Toledo Mud Hens - Team History

Team History

The Mud Hens have played in the International League since 1965, when the New York Yankees' AAA club, the Richmond Virginians, transferred there. Although the Tigers have been the predominant MLB parent of the IL Mud Hens (1967–73 and since 1987), the team has also been affiliated with the Philadelphia Phillies (1974–75), Cleveland Indians (1976–77), Minnesota Twins (1978–86) and the Yankees (1965–66).

Toledo was without organized baseball for nine seasons (1956–64). That was the city's longest stretch without professional ball since the 1880s. Toledo is a special place to baseball historians due to its early (failed) attempt to break the color/race barrier in the game. The Toledo Blue Stockings operated during 1883–1885, including an entry in 1884 with the then-major American Association. In the 1880s, before the major leagues stabilized, it was not unusual for a minor league team to be "promoted" to major league level for awhile. The 1884 club was the only major league team with black players (Moses Fleetwood Walker and his brother, Welday Walker) prior to Jackie Robinson's appearance with the Brooklyn Dodgers in 1947. The refusal of prominent baseball figure Cap Anson to play the Toledo team, in an exhibition game with his Chicago White Stockings, accelerated the drawing of the color line.

Several minor league teams in Toledo lasted for short durations late in the 1880s and during the 1890s. The team also returned to the AA in 1890, as the Toledo Maumees (some sources say their nickname was the Black Pirates). That was one of several short-lived nicknames, including, the White Stockings. It was in 1896 that the team acquired the nicknames "Swamp Angels" and "Mud Hens" due to the ballpark's proximity to marshlands and waterfowl. "Mud Hens" gained popularity and has stuck with most of the Toledo teams ever since.

When the American Association revived as a minor league in 1902, the Mud Hens joined as a charter member. The team had been playing at Armory Park since 1897. With the success and stability of the Association, a better ballpark was built. Swayne Field opened in June 1909, and would be the Mud Hens primary home through the 1955 season. Swayne Field remains the longest-lasting venue of any of the Toledo teams.

The Mud Hens temporarily relocated to Cleveland during 1914 through 1915, to help the Cleveland Indians counter any territorial threat by the Federal League by ensuring that League Park would have a game every day. Another team was placed in Toledo in 1914 for the South-Michigan League. The "Soumichers" or "Little Mud Hens" drew poorly and took to the road for the second half of 1914. There was no team in 1915. The Fed disbanded after that year, and when the team returned from Cleveland to Toledo in 1916, they had acquired a new nickname, the "Iron Men". The name "Mud Hens" was restored in 1919.

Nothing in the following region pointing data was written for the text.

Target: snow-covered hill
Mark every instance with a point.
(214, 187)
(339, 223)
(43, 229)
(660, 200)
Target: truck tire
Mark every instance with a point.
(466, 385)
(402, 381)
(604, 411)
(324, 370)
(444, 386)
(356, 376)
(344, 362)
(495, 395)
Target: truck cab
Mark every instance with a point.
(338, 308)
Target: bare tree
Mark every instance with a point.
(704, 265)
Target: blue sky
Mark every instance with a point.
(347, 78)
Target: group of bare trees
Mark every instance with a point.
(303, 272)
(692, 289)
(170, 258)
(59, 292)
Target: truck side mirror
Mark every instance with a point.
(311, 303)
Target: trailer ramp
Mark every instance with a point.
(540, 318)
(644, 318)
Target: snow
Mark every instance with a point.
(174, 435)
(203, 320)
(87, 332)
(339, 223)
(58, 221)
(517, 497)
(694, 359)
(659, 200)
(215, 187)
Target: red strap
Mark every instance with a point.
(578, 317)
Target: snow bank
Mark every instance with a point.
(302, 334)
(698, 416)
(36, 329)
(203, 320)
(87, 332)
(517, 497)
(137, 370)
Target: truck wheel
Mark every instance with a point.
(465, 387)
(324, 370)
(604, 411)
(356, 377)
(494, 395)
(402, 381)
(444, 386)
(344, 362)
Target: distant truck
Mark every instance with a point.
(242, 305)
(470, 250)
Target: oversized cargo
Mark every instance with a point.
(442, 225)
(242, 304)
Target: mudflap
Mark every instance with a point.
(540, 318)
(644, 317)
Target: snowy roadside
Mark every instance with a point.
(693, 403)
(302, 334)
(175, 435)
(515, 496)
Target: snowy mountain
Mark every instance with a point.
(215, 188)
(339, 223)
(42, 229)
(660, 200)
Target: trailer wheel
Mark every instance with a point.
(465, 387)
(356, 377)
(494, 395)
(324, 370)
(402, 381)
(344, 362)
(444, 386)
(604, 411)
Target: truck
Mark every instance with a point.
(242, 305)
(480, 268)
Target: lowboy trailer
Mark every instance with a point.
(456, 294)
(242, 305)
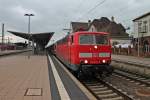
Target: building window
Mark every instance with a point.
(145, 27)
(139, 27)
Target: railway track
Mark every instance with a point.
(133, 78)
(104, 91)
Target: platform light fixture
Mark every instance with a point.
(29, 15)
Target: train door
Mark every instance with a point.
(70, 47)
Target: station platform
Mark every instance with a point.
(132, 59)
(8, 52)
(38, 78)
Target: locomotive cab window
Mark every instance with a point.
(101, 39)
(93, 39)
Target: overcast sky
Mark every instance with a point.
(54, 15)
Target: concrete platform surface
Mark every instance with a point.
(132, 59)
(24, 79)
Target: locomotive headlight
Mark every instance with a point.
(104, 61)
(95, 46)
(85, 61)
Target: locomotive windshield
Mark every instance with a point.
(93, 39)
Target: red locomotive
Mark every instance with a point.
(85, 52)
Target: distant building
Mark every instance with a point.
(79, 26)
(142, 29)
(117, 31)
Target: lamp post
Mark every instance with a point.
(139, 30)
(29, 15)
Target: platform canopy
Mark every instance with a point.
(40, 38)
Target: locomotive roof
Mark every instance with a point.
(87, 32)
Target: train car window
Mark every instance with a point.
(71, 39)
(101, 39)
(86, 39)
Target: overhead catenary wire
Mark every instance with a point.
(89, 11)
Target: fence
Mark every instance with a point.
(144, 51)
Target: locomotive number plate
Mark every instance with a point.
(95, 54)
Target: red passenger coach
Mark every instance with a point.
(86, 52)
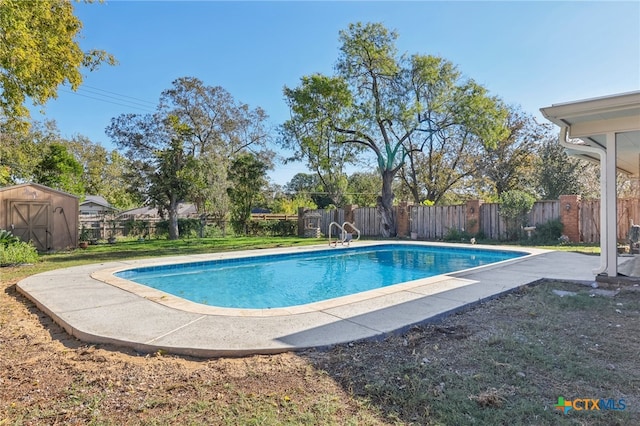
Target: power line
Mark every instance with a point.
(119, 95)
(108, 101)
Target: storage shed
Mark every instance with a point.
(45, 216)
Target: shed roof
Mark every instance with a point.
(39, 186)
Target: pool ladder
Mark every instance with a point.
(345, 237)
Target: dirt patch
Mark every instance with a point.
(506, 360)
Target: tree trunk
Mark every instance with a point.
(174, 234)
(385, 206)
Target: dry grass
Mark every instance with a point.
(503, 362)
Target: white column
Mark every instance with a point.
(612, 207)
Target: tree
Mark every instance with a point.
(515, 205)
(461, 120)
(221, 128)
(104, 173)
(315, 141)
(23, 149)
(557, 173)
(364, 188)
(511, 163)
(183, 151)
(155, 148)
(377, 102)
(60, 170)
(39, 51)
(247, 175)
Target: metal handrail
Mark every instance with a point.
(345, 237)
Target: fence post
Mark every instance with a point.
(402, 219)
(301, 211)
(472, 218)
(349, 213)
(570, 216)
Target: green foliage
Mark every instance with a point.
(515, 205)
(548, 233)
(84, 233)
(291, 205)
(13, 251)
(364, 188)
(60, 170)
(136, 228)
(511, 163)
(456, 235)
(187, 228)
(248, 176)
(557, 173)
(273, 228)
(39, 51)
(393, 106)
(7, 238)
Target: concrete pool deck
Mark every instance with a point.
(95, 307)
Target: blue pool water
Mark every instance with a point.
(283, 280)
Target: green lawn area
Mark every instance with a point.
(506, 361)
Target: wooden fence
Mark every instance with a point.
(436, 222)
(425, 222)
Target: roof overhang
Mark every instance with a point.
(591, 120)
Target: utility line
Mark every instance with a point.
(118, 94)
(107, 101)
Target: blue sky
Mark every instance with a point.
(531, 54)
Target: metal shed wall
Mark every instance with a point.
(45, 216)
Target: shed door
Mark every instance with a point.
(31, 221)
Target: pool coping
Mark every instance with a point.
(108, 276)
(93, 307)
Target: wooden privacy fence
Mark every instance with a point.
(435, 222)
(581, 219)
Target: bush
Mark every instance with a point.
(187, 228)
(548, 232)
(274, 228)
(515, 205)
(137, 228)
(17, 252)
(456, 235)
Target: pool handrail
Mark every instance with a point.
(345, 237)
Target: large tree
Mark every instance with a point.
(380, 101)
(39, 51)
(60, 170)
(460, 120)
(247, 176)
(557, 173)
(315, 141)
(511, 163)
(184, 150)
(105, 173)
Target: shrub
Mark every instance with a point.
(136, 228)
(187, 228)
(515, 205)
(454, 234)
(548, 232)
(264, 228)
(17, 252)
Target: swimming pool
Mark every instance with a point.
(284, 280)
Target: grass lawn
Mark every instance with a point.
(506, 361)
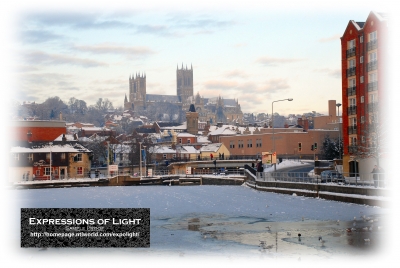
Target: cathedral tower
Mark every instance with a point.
(137, 92)
(192, 120)
(184, 83)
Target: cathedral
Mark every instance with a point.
(212, 110)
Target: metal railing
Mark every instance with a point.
(359, 179)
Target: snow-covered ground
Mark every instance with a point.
(219, 223)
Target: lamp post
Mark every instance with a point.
(140, 162)
(108, 159)
(50, 160)
(144, 148)
(340, 149)
(273, 128)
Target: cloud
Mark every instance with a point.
(268, 61)
(74, 20)
(215, 84)
(38, 57)
(335, 37)
(115, 49)
(39, 36)
(236, 73)
(273, 86)
(240, 45)
(335, 73)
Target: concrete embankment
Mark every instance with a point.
(344, 193)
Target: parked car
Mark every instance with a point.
(331, 176)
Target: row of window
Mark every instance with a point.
(372, 37)
(77, 157)
(249, 144)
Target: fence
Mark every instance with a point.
(362, 179)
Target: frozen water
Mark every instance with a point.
(222, 222)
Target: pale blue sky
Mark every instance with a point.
(255, 52)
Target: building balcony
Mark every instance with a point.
(373, 65)
(352, 129)
(351, 91)
(352, 110)
(373, 86)
(372, 45)
(351, 71)
(351, 52)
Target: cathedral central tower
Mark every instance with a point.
(184, 83)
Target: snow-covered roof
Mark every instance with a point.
(185, 135)
(59, 148)
(202, 139)
(162, 150)
(213, 147)
(189, 149)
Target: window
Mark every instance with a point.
(352, 82)
(351, 43)
(372, 77)
(232, 144)
(47, 171)
(372, 98)
(78, 158)
(352, 63)
(249, 143)
(353, 141)
(372, 57)
(372, 36)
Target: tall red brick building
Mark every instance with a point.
(364, 55)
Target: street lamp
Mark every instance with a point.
(144, 148)
(50, 160)
(273, 128)
(340, 151)
(140, 162)
(108, 159)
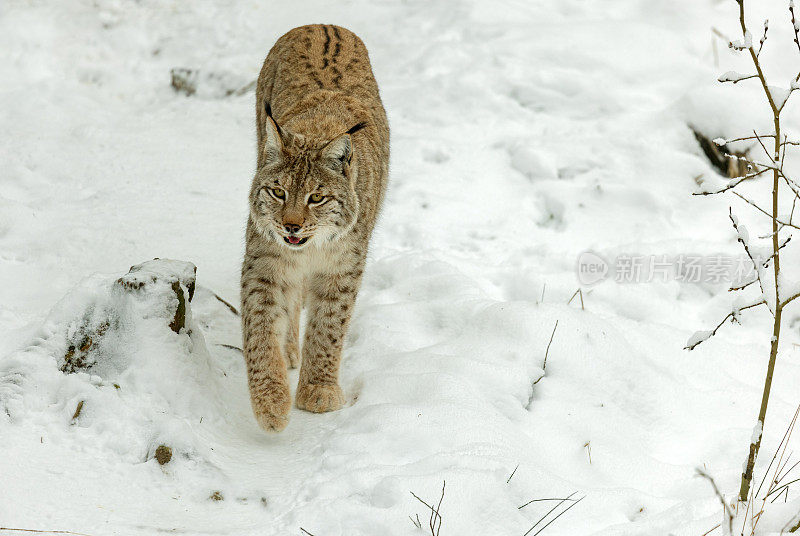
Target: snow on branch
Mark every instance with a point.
(733, 76)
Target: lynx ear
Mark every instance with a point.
(273, 142)
(338, 152)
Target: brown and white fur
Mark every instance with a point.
(323, 160)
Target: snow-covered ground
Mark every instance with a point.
(523, 134)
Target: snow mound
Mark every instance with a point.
(127, 351)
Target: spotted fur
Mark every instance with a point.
(322, 131)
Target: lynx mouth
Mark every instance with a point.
(295, 240)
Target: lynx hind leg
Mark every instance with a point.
(295, 307)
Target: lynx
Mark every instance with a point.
(322, 170)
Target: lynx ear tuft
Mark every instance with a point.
(273, 142)
(338, 152)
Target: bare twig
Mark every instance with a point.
(734, 183)
(512, 474)
(435, 515)
(725, 506)
(560, 502)
(547, 499)
(752, 204)
(567, 509)
(578, 292)
(733, 315)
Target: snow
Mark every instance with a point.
(523, 135)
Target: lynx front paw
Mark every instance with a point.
(320, 397)
(271, 407)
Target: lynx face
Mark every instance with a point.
(304, 195)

This incarnation of the Mud Hens usually resided deep in the second division of the circuit, winning the AA pennant only once, in 1927 when the manager was Casey Stengel. After the farm system era began in the 1930s, the Mud Hens were usually affiliated with the St. Louis Browns, who by then were also a perpetual second division team in the American League.

By the early 1950s, Toledo annually trailed the other seven Association clubs in attendance, reaching a desperation point in mid-season of 1952. On June 23, 1952, the team moved to Charleston, West Virginia, that state's capital city, and became the Senators. However, the city gained another American Association franchise the next year, when the Boston Braves transferred to Milwaukee in March 1953, displacing their farm club, the Milwaukee Brewers, which then shifted to Toledo as the "Sox". The relocated Brewers were loaded with talent, and the 1953 T-Sox won the second Association pennant in their history and drew over 343,000 fans, a 244% increase compared to 1951.

But the Braves stayed only three seasons (1953–55) before moving the team to Wichita, Kansas, as the Wichita Braves. Swayne Field was demolished soon afterward. By the 1960s there was revived interest in minor league baseball for Toledo, and public official Ned Skeldon led the effort to remodel the Lucas County Fairgrounds stadium into a suitable minor league ballpark. The Yankees' transfer of the Richmond club to Toledo in 1965 restored professional baseball to Toledo (or to be technical, Maumee - the Hens played their home games in the Toledo suburb until the 2002 opening of Toledo's downtown ballpark, Fifth Third Field).